Großbritannien hat am Freitag seine erste Lizenzvergaberunde für Öl- und Gasexplorationen seit 2019 gestartet, um zu versuchen, die heimische Kohlenwasserstoffproduktion anzukurbeln, während sich Europa von russischem Treibstoff entwöhnt.

Die britische Nordsee, in der die globale Referenzsorte Brent gefördert wird, ist ein alterndes Becken, in dem die Öl- und Gasproduktion von einem Höchststand im Jahr 1999 von etwa 4,4 Millionen Barrel Öläquivalent (boed) auf etwa 1,5 Millionen boed zurückgegangen ist.

Großbritannien hofft, die heimischen Lieferungen zu erhöhen, da es mit rekordverdächtig hohen Energiepreisen zu kämpfen hat, die das Land dazu gezwungen haben, Milliarden von Pfund in Programme zu investieren, um die Auswirkungen auf Haushalte und Unternehmen zu begrenzen und die steigende Inflation zu bremsen.

In der neuen Lizenzvergaberunde bietet die North Sea Transition Authority (NSTA) 898 Blöcke an und ruft zu Bewerbungen vor allem für die südliche Nordsee auf, wo die Kohlenwasserstoffe in der Nähe der bestehenden Infrastruktur liegen und eine rasche Erschließung ermöglichen.

Je nach Anzahl und Qualität der Bewerbungen könnten etwa 100 Lizenzen vergeben werden, so die NSTA.

Die NSTA schätzt, dass die Zeit von der Entdeckung von Öl oder Gas bis zur Förderung in den letzten Jahrzehnten deutlich auf etwa fünf Jahre gesunken ist.

Als Gastgeber des COP26-Klimagipfels im vergangenen Jahr hat Großbritannien beschlossen, sich nicht einer Allianz von Ländern anzuschließen, die sich verpflichtet haben, neue Öl- und Gasprojekte auf ihrem Territorium zu stoppen.

Die Regierung sagt, dass die fortgesetzte Öl- und Gasproduktion ihrem Ziel, bis 2050 eine kohlenstoffneutrale Wirtschaft aufzubauen, nicht im Wege steht.

"Versorgungssicherheit und Netto-Null-Emissionen sollten nicht im Widerspruch zueinander stehen", sagte Andy Samuel, Geschäftsführer von NSTA.

Greenpeace sagte, man solle sich darauf konzentrieren, Häuser besser zu isolieren und erneuerbare Energien auszubauen.

"Neue Öl- und Gaslizenzen werden weder in diesem Winter noch in den nächsten Wintern die Energierechnungen für notleidende Familien senken noch mittelfristig die Energieversorgung sichern", sagte Philip Evans, Kampagnenleiter für die Energiewende bei Greenpeace.

"Mehr fossile Brennstoffe ... lösen keines dieser Probleme, sondern werden die Klimakrise noch verschlimmern."

Die Regierung überprüfe ihre Pläne, wie sie ihr Ziel der Kohlenstoffneutralität erreichen könne und konzentriere sich dabei erneut auf die Energiekosten für Unternehmen, sagte Energieminister Jacob Rees-Mogg, der sich zuvor skeptisch über die Notwendigkeit der Bekämpfung des Klimawandels geäußert hatte, am 26. September.

"Um unsere Energieunabhängigkeit zu sichern, müssen wir das volle Potenzial unserer Vermögenswerte in der Nordsee ausschöpfen", sagte Rees-Mogg.

Nach Angaben der Regierung importierte Großbritannien im vergangenen Jahr fast 40% seiner Energie.
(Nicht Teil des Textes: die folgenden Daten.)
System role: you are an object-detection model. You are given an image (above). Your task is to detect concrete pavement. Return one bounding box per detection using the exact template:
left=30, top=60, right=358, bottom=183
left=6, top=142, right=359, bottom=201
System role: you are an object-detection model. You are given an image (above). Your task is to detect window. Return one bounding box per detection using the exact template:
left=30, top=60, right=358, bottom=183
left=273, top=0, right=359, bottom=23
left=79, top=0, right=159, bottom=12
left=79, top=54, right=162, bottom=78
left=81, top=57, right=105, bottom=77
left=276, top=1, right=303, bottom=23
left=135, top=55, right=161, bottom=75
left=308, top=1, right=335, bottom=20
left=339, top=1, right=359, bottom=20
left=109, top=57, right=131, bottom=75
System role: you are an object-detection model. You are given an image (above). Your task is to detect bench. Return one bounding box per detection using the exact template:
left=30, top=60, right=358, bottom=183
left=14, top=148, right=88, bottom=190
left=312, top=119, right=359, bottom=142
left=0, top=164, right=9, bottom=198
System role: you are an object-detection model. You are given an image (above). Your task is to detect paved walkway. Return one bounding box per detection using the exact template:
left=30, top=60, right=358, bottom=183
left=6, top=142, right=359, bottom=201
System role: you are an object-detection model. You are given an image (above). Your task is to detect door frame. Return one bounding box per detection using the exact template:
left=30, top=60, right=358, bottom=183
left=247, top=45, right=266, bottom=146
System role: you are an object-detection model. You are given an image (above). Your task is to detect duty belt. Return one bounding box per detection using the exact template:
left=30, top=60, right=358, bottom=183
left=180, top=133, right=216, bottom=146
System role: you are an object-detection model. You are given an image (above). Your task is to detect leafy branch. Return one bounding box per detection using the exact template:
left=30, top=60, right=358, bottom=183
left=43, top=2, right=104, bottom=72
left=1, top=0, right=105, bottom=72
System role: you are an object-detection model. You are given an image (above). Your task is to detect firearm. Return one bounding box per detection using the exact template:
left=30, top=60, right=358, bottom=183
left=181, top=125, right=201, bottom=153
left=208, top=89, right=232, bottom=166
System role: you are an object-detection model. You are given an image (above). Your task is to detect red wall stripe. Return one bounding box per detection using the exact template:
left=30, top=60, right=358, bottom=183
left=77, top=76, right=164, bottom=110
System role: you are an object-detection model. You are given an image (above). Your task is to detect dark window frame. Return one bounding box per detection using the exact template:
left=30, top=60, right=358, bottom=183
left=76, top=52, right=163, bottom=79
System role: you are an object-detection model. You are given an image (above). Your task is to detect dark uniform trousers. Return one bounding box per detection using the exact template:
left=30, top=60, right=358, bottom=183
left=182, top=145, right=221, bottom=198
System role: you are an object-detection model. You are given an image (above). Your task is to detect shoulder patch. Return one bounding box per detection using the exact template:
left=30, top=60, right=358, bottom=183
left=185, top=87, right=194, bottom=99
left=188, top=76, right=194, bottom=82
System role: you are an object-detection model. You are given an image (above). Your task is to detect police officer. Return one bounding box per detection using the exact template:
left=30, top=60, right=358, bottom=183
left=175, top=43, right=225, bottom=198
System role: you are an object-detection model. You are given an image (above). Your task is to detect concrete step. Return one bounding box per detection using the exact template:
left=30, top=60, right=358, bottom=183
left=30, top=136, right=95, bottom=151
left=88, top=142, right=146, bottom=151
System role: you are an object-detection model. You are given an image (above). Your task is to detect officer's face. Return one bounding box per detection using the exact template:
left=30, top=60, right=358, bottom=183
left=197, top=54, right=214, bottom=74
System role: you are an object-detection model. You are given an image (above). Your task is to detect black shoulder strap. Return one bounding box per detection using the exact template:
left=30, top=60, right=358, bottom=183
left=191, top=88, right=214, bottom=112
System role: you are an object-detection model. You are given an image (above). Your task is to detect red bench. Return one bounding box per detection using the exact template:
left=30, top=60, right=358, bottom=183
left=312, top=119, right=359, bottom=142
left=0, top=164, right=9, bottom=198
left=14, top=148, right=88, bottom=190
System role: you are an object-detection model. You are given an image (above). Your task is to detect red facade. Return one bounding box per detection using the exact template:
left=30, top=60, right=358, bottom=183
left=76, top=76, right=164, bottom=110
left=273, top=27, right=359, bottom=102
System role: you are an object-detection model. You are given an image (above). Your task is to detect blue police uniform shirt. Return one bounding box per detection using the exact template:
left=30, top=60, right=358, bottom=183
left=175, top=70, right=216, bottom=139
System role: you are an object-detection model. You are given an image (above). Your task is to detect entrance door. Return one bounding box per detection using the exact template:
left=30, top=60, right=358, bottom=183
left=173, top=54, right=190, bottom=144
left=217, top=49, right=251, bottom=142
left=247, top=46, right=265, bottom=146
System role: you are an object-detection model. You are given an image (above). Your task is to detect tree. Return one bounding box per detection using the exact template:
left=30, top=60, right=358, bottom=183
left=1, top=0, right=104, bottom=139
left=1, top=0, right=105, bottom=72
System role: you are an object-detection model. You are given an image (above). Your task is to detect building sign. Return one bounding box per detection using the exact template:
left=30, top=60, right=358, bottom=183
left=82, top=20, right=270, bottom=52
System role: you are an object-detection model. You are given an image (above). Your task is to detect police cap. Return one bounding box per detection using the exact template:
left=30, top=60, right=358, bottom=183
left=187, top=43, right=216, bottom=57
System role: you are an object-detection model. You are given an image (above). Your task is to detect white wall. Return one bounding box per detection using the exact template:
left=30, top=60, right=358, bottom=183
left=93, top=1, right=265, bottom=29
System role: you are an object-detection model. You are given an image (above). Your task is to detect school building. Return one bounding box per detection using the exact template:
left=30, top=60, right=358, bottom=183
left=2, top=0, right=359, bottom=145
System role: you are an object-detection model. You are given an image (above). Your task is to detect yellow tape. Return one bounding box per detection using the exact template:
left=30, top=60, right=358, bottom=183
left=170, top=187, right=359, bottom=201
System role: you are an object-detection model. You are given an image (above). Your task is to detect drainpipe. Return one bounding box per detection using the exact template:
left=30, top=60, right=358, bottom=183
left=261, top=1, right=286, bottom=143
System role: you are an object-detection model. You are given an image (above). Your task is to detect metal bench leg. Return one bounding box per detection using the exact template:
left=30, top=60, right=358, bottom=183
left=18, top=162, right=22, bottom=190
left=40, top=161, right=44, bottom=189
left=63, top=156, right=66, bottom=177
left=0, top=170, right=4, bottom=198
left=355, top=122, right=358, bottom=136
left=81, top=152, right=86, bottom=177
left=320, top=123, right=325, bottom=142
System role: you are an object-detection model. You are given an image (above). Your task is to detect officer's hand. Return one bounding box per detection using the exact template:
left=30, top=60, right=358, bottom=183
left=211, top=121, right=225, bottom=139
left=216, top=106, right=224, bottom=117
Was Öl und Gas betrifft, so deckten die britischen Felder nach Angaben des Offshore-Industrieverbands OEUK etwa 38% des Gas- und 75% des Ölbedarfs.

Öl- und Gasfirmen können sich bis zum 12. Januar um Lizenzen bewerben, die voraussichtlich im zweiten Quartal des nächsten Jahres vergeben werden, so die NSTA.